Directional solidification at high speed. II. Transition to chaos

Abstract

This paper continues our analysis of various aspects of interface dynamics in rapid solidification. The description is based on a local continuum model, relevant to both liquid crystals and conventional materials. It was derived in a preceding paper, where we dealt with primary and secondary instabilities evolving from an initially flat interface when the control parameter, a renormalized temperature gradient, is decreased. Here we focus on more complex dynamic states arising from the interaction of different oscillatory modes. We find quasiperiodic motion to occur when one of the oscillators is a (parity-breaking) drifting mode. Quasiperiodicity precedes a transition to chaos, the route to which we describe in some detail. The absence or manifestation of mode locking as well as other interesting dynamic states are discussed. A second quasiperiodic scenario, where the control parameter is the wave number of the pattern, provides evidence that the transition to chaos via intermediate quasiperiodic states is generic for systems that possess the drift instability.
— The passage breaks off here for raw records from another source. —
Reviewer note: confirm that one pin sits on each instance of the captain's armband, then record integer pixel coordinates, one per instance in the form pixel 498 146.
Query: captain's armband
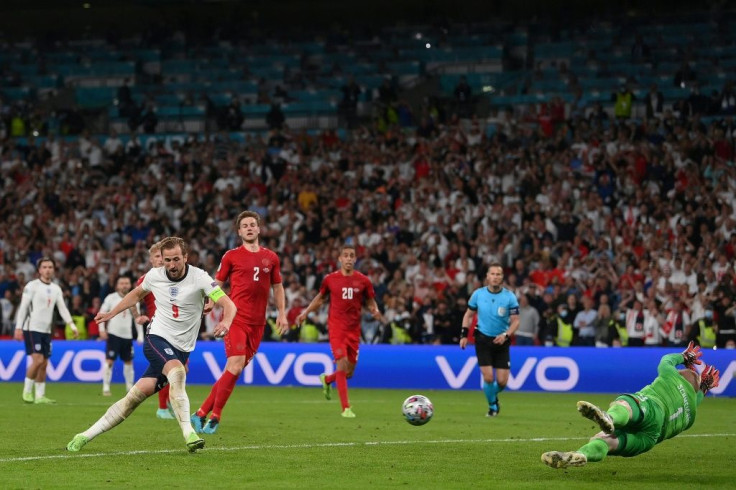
pixel 216 294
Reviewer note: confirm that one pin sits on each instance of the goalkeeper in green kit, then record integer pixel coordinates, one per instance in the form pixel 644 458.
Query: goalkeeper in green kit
pixel 635 423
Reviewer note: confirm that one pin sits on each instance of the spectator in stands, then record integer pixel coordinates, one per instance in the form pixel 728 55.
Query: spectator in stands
pixel 623 102
pixel 349 106
pixel 234 116
pixel 654 102
pixel 685 76
pixel 275 117
pixel 464 97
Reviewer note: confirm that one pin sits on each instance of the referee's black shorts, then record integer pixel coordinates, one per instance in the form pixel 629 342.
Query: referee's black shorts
pixel 490 354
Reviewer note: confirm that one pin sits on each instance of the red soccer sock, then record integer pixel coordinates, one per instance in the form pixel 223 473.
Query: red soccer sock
pixel 224 389
pixel 163 398
pixel 342 388
pixel 209 402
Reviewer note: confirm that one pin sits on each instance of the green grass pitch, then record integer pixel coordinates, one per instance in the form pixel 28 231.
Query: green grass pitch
pixel 294 438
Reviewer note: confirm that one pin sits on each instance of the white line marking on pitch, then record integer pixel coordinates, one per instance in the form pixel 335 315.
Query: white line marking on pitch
pixel 312 446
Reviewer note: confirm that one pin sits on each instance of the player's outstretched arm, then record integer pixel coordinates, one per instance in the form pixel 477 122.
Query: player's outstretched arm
pixel 129 300
pixel 691 355
pixel 709 379
pixel 313 306
pixel 228 315
pixel 375 311
pixel 279 297
pixel 465 328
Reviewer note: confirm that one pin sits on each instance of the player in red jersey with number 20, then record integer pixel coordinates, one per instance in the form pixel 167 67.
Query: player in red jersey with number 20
pixel 347 290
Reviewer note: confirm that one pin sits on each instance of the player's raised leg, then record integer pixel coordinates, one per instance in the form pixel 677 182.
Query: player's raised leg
pixel 326 381
pixel 177 376
pixel 114 415
pixel 107 378
pixel 164 410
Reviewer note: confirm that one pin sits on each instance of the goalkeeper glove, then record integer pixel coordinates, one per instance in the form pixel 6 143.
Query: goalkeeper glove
pixel 709 379
pixel 691 355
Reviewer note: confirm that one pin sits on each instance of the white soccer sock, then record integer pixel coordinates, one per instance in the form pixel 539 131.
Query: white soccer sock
pixel 179 400
pixel 106 377
pixel 128 374
pixel 118 411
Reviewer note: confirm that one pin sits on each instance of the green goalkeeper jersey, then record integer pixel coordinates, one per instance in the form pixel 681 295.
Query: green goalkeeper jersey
pixel 675 395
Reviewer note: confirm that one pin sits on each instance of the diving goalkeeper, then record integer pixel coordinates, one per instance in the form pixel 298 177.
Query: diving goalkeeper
pixel 635 423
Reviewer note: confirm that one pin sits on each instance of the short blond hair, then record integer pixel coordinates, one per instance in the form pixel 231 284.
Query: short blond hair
pixel 154 248
pixel 172 242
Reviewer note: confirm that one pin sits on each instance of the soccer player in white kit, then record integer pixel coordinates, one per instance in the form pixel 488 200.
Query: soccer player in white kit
pixel 118 332
pixel 180 291
pixel 33 325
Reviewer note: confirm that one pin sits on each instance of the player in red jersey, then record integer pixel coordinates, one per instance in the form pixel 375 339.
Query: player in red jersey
pixel 253 271
pixel 347 290
pixel 154 256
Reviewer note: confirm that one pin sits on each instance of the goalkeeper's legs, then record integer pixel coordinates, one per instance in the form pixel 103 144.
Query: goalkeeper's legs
pixel 592 452
pixel 618 415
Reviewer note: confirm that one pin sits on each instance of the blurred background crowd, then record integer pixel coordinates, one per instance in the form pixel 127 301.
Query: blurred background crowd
pixel 601 176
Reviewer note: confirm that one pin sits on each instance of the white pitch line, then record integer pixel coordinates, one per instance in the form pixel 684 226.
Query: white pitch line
pixel 313 446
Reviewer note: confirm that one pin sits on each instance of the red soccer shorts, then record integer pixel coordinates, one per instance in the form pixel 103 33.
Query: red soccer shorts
pixel 243 340
pixel 343 347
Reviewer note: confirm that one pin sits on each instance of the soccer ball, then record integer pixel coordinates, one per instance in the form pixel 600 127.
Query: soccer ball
pixel 417 410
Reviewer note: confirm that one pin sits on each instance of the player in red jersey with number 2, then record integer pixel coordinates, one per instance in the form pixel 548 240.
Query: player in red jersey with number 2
pixel 252 271
pixel 347 290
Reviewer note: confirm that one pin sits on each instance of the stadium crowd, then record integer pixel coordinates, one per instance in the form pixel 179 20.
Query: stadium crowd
pixel 616 232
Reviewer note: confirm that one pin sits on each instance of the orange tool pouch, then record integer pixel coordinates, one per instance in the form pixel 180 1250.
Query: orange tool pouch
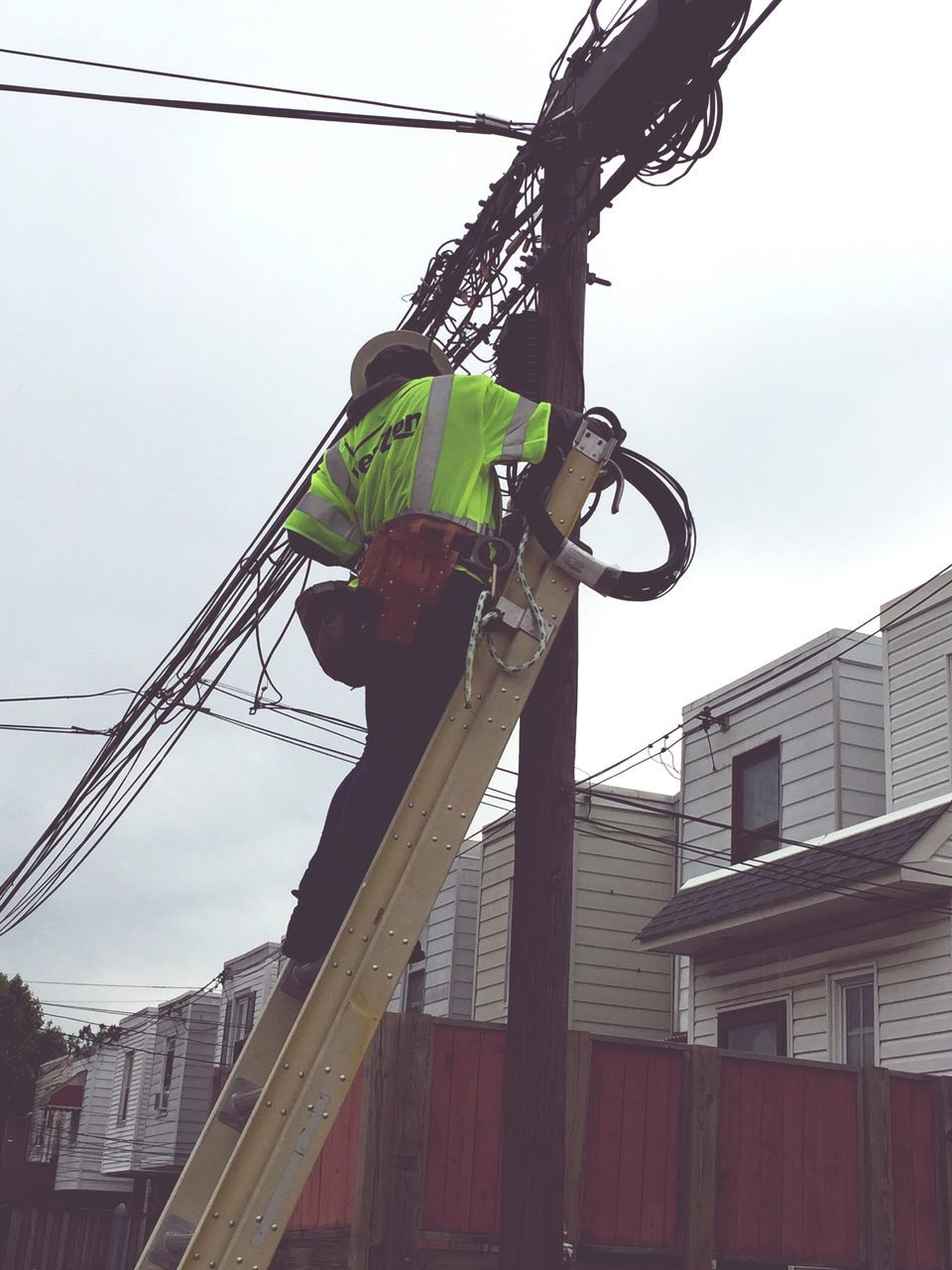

Both chaotic regimes are briefly characterized, and Lyapunov exponents are computed for a variety of states. We find that all chaotic states have two vanishing Lyapunov exponents, a feature that we explain as a consequence of translational invariance. An implication is that the Lyapunov dimension of chaotic attractors exceeds three. Moreover, we find attractors whose dimension is larger than four. All the considered chaotic states are purely temporal. An outlook is given on interesting and important questions related to the long-time behavior of our model on large length scales, where spatiotemporal chaos is to be expected.